Are there any modern platforms where dereferncing a NULL pointer will not cause a crash?
Edit. Answering my own question it looks like ARM is one [1].
1. https://www.securecoding.cert.org/confluence/display/c/EXP34...
Incorrect. The example code did not check for a null pointer. It dereferenced a pointer, which implies that the pointer will never be null, and then it pointlessly checked for null on something that could not have been null. The optimizer in fact made the code more clear and easier to read, while maintaining correctness.
"While this is intentionally a simple and contrived example, this sort of thing happens all the time with inlining: inlining a function often exposes a number of secondary optimization opportunities. This means that if the optimizer decides to inline a function, a variety of local optimizations can kick in, which change the behavior of the code. This is both perfectly valid according to the standard, and important for performance in practice.”
In practice derefencing a NULL pointer on any x86 platform will always cause a crash (defined undefined behaviour I guess), but you can’t assume this on other platforms (ARM seems to be the big one).
I have to say before today I had assumed dereferncing a NULL pointer would always cause a segfault. It is always good to learn something new.

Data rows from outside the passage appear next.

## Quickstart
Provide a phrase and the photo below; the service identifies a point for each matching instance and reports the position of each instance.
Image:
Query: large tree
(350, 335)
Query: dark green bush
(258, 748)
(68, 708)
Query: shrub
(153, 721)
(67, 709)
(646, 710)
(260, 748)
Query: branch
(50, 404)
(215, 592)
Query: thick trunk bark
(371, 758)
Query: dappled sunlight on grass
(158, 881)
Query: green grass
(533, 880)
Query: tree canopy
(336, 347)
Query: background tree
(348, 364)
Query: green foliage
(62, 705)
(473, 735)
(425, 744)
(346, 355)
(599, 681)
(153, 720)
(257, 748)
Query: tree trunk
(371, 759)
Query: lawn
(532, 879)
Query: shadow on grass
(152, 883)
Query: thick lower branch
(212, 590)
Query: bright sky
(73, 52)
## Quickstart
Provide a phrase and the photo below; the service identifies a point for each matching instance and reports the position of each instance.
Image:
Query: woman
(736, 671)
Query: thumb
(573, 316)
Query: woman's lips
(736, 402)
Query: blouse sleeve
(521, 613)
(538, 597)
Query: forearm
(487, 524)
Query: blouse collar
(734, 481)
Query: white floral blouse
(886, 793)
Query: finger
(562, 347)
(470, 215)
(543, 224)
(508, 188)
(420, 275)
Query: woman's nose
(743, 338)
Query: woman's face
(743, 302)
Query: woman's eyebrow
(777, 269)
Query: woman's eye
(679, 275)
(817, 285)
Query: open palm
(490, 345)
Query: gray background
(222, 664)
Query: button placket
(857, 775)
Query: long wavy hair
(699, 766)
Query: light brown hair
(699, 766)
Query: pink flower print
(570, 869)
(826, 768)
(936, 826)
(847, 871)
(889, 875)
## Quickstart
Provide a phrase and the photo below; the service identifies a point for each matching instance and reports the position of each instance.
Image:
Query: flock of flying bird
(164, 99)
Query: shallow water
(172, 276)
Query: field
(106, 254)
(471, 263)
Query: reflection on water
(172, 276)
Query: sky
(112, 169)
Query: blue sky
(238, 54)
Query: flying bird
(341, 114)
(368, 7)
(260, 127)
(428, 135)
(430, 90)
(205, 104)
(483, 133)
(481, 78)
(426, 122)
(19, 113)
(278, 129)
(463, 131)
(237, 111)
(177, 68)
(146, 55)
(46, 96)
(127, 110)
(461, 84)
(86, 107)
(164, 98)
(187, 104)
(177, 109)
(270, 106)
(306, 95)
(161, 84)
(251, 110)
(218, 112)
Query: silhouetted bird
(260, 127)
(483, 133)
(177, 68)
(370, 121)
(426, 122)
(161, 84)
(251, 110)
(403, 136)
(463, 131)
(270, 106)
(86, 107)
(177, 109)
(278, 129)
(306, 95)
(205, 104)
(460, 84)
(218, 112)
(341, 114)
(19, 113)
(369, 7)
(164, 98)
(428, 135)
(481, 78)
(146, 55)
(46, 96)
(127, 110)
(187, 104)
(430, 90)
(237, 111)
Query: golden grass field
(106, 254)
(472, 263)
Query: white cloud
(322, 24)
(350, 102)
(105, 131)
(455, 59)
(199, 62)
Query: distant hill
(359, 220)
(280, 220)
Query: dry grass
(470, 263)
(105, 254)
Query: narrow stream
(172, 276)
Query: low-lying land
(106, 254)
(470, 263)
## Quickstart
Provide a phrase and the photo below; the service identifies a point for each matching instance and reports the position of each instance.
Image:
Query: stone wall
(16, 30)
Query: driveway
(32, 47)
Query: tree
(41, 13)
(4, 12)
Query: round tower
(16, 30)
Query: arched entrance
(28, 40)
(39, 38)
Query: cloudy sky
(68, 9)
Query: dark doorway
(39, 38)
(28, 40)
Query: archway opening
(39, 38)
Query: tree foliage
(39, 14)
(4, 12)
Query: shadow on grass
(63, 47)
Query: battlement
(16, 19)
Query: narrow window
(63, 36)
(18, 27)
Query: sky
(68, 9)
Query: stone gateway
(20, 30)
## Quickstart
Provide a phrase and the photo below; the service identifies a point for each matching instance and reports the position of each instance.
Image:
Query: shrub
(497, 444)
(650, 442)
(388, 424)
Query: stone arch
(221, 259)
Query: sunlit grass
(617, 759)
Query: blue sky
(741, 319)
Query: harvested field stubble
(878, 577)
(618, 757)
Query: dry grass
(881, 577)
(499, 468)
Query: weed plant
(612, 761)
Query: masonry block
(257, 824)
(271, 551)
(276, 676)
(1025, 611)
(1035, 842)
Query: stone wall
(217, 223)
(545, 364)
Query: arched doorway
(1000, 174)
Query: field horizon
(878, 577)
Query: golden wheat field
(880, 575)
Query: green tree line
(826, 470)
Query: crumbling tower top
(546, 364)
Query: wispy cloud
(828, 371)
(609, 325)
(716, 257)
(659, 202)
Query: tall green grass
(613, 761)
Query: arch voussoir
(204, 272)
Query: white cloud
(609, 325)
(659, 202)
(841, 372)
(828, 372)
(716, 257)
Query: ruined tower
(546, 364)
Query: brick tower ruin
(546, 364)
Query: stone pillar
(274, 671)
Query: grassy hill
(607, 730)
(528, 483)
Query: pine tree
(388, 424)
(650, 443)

e.g. https://github.com/git/git/blob/master/wrapper.c#L63
Have you experienced malloc failing a lot? How do you test to ensure error handling code paths work as expected?
Have you read 'notes' section of Linux malloc manpage? It says:
By default, Linux follows an optimistic memory allocation strategy. This means that when malloc() returns non-NULL there is no guarantee that the memory really is available. In case it turns out that the system is out of memory, one or more processes will be killed by the OOM killer.
Edit. It is impossible for malloc to fail (at least on linux) [1]. Seems rather pointless checking for something that can’t happen.
1. https://scvalex.net/posts/6/
Actually the real issue here is that you should be aware that on some systems malloc might fail and not segfault.
It's tedious work.
[1] http://bytes.com/topic/c/answers/223565-implementations-char...
That is a fantastic example of something everyone should have in their OSS projects. A simple section at the top of the main doc that states what the thing is. Seems obvious, but I only mention it because it's so rarely done.